S’il est certes exact que le ministre a, à travers son courrier du 24 avril 2008, proposé une tolérance pour une durée déterminée à Monsieur …, il n’en reste pas moins que suite au refus du demandeur d’accepter ladite proposition, le ministre a refusé la tolérance à travers une décision du 4 juin 2008 en la motivant sur l’absence de circonstances de fait rendant l’exécution matérielle de l’éloignement impossible, de sorte qu’au stade actuel le demandeur ne saurait dégager d’une attitude a priori favorable de la part du ministre adoptée à un certain moment au cours de la procédure d’examen de la demande introduite l’existence de circonstances de fait dans son chef, étant donné qu’il se dégage sans équivoque de la décision sous-examen que le ministre a refusé en fin de compte de faire droit à sa demande.
En l’espèce, il est constant que le demandeur a été définitivement débouté de sa demande d’asile, de sorte qu’il sera éloigné du territoire, conformément aux termes de l’article 22 (1) de la loi du 5 mai 2006.
Dans ce contexte, l’allégation des risques encourus en RDC au vu de la situation générale et sécuritaire prévalant actuellement audit pays, à les supposer établies, ne sauraient 5 Cf.
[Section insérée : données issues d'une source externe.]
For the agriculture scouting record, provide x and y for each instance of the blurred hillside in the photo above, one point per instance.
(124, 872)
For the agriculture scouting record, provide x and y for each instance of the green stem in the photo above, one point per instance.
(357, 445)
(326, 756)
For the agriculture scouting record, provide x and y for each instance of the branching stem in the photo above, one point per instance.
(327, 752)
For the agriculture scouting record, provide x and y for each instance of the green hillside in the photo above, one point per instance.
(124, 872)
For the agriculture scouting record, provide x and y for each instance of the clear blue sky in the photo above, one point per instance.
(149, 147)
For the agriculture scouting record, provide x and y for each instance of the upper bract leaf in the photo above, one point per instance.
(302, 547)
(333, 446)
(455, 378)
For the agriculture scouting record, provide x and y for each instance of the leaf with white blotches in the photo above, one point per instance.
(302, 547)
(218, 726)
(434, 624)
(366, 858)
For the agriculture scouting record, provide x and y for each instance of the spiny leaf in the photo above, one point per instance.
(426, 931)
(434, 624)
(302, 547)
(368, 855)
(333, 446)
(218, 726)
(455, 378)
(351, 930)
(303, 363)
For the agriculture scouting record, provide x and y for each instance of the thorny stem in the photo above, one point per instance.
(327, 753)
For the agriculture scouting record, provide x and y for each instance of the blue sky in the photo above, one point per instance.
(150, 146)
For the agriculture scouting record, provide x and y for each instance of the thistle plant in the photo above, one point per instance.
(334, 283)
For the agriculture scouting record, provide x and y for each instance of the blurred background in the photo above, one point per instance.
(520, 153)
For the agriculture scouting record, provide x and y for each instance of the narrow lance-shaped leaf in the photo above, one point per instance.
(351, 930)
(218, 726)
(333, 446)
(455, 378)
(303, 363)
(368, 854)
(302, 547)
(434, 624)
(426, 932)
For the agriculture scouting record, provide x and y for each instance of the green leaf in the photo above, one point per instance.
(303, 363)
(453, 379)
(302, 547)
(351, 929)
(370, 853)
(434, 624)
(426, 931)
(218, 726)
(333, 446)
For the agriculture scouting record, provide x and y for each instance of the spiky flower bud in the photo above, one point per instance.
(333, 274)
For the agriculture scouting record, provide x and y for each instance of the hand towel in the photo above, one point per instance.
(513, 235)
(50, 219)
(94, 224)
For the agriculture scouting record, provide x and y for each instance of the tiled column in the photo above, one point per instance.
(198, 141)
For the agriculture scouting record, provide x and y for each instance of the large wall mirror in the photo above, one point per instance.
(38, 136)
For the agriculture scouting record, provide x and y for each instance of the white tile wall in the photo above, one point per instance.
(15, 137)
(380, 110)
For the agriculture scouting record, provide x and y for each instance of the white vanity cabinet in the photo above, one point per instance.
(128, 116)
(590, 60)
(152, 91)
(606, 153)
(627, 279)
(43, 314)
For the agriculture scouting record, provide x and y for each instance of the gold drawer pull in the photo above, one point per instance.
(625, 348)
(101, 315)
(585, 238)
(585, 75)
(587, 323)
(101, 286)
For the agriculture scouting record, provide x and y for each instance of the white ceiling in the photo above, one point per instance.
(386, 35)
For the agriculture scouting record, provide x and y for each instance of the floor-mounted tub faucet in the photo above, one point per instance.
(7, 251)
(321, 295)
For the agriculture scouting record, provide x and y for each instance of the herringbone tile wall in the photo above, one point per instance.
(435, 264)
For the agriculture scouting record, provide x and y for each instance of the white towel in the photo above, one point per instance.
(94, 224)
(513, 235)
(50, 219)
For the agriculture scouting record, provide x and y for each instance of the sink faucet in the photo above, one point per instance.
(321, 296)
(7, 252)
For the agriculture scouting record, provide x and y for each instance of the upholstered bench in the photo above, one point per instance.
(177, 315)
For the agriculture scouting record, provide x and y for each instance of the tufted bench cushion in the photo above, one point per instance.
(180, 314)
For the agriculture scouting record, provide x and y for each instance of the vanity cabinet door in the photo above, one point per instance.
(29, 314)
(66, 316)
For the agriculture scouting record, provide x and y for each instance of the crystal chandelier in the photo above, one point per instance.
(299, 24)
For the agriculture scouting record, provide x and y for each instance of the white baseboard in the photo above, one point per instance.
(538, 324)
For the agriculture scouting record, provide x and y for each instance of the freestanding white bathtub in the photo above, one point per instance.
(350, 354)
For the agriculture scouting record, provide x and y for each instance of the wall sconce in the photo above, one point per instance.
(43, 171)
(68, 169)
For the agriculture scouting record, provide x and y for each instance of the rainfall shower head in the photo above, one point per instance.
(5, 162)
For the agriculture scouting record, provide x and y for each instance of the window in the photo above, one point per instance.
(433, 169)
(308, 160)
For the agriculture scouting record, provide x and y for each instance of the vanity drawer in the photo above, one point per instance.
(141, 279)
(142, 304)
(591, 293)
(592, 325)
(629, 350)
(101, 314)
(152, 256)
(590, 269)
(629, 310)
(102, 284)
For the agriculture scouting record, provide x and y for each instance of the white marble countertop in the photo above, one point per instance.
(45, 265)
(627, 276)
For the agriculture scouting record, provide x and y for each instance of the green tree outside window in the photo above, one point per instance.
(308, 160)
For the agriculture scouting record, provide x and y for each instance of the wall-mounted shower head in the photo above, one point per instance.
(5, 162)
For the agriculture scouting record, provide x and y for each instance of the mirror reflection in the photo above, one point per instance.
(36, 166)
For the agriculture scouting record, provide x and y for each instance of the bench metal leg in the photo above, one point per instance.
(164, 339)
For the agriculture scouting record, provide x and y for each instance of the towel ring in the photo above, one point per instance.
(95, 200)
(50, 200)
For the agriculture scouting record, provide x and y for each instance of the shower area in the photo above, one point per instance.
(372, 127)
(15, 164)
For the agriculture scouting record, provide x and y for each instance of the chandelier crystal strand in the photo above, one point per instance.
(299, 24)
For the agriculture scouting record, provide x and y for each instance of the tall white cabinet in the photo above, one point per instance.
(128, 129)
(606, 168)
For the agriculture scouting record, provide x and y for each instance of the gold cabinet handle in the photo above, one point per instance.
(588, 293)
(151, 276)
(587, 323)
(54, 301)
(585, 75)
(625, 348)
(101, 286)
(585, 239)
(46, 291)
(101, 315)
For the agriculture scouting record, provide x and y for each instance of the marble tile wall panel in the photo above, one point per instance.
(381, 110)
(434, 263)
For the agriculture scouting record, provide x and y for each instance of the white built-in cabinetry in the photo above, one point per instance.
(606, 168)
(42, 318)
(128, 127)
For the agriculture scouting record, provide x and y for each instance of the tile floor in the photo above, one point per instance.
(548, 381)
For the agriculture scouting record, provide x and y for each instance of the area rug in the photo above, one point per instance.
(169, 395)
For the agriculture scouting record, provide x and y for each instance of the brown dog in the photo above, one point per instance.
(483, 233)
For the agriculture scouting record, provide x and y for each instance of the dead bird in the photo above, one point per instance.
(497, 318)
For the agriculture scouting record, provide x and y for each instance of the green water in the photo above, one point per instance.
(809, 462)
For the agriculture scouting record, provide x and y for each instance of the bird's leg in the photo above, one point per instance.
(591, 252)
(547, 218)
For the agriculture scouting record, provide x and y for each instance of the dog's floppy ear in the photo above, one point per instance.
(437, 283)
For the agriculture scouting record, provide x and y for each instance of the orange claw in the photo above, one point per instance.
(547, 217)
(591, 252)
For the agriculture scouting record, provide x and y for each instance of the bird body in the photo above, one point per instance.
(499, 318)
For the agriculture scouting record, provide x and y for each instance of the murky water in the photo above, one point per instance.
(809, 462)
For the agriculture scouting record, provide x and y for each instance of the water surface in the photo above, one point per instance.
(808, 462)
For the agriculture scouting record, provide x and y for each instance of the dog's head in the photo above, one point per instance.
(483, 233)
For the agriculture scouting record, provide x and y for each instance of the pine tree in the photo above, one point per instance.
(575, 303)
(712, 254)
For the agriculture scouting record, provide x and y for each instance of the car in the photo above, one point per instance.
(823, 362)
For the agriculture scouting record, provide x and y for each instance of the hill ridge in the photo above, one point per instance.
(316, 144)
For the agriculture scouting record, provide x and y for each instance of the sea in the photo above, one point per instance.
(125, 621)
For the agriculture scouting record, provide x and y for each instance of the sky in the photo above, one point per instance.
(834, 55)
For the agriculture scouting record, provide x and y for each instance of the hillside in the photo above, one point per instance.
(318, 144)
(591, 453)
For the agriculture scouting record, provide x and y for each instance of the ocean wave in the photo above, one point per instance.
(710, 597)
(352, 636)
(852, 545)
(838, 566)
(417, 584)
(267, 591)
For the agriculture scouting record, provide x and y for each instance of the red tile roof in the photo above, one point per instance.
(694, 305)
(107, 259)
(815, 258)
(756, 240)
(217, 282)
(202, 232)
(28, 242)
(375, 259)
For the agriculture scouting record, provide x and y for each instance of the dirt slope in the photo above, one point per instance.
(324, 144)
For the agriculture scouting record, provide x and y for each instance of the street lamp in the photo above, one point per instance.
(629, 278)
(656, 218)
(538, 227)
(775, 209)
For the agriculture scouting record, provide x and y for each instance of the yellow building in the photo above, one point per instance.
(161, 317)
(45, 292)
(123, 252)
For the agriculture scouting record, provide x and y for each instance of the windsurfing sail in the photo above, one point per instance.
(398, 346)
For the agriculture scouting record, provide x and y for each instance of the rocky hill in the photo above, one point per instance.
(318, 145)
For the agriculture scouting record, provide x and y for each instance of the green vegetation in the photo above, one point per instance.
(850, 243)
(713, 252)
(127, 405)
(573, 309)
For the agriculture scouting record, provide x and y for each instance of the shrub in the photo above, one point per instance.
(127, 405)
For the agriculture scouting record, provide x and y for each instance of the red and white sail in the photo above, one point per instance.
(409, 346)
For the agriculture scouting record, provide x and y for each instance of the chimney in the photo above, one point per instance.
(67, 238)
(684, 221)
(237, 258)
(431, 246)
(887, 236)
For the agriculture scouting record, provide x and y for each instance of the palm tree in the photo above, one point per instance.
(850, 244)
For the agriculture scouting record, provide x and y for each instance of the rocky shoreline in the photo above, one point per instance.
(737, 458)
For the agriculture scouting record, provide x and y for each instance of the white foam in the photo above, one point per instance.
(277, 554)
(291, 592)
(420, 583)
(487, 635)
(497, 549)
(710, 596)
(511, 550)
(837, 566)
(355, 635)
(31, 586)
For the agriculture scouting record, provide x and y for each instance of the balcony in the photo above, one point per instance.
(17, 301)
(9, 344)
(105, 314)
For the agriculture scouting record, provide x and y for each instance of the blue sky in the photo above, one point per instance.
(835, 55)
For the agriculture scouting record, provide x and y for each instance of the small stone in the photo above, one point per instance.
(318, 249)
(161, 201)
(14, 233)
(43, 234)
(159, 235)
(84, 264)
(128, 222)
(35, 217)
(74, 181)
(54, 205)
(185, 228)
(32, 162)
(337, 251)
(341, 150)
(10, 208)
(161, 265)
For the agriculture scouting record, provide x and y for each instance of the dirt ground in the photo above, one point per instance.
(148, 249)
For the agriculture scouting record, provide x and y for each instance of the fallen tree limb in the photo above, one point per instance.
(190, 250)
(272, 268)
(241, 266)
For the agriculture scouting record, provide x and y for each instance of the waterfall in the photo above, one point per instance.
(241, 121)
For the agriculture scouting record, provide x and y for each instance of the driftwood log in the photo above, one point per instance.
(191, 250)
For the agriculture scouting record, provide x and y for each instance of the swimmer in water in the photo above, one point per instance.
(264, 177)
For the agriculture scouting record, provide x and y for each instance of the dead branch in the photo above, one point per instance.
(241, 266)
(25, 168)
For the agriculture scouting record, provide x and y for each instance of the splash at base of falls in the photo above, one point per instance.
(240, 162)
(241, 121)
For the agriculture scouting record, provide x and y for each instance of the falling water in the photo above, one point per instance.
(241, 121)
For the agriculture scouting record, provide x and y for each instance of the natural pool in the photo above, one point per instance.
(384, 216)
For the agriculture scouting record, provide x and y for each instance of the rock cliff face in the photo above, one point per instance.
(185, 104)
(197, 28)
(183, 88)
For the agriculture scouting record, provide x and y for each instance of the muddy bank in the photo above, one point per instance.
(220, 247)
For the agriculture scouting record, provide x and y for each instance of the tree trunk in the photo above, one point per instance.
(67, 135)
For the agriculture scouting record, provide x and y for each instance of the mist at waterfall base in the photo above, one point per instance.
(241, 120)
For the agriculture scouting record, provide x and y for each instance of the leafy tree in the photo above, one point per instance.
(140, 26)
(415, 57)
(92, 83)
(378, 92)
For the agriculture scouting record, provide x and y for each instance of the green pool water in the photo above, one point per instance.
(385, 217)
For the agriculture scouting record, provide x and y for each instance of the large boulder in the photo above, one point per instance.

CA 11 novembre 2008, n° 24693C du rôle, disponible sous www.jurad.etat.lu.
être considérés comme étant constitutives d’obstacles matériels rendant l’exécution matérielle de son éloignement impossible, étant entendu que les obstacles visés par la loi à travers l’emploi des termes « exécution matérielle » doivent avoir trait à l’éloignement proprement dit et non aux conditions d’accueil réservées à la personne concernée dans son pays d’origine.
Enfin en ce qui concerne la bonne intégration au Luxembourg, cet élément ne relève pas du cadre légal de la tolérance, le demandeur ne précisant en outre pas où résiderait dans ce contexte l’impossibilité matérielle justifiant l’octroi d’une attestation de tolérance.
Il se dégage partant de l’ensemble des considérations qui précèdent que le recours formé par le demandeur est à rejeter comme n’étant pas fondé.
Par ces motifs, le tribunal administratif, troisième chambre, statuant contradictoirement ;
reçoit le recours en annulation en la forme ;
au fond, le déclare non justifié, partant en déboute ;
condamne le demandeur aux frais.
Ainsi jugé et prononcé à l’audience publique du 1er avril 2009 par :
Marc Feyereisen, président, Catherine Thomé, premier juge, Françoise Eberhard, juge, en présence du greffier Claude Legille.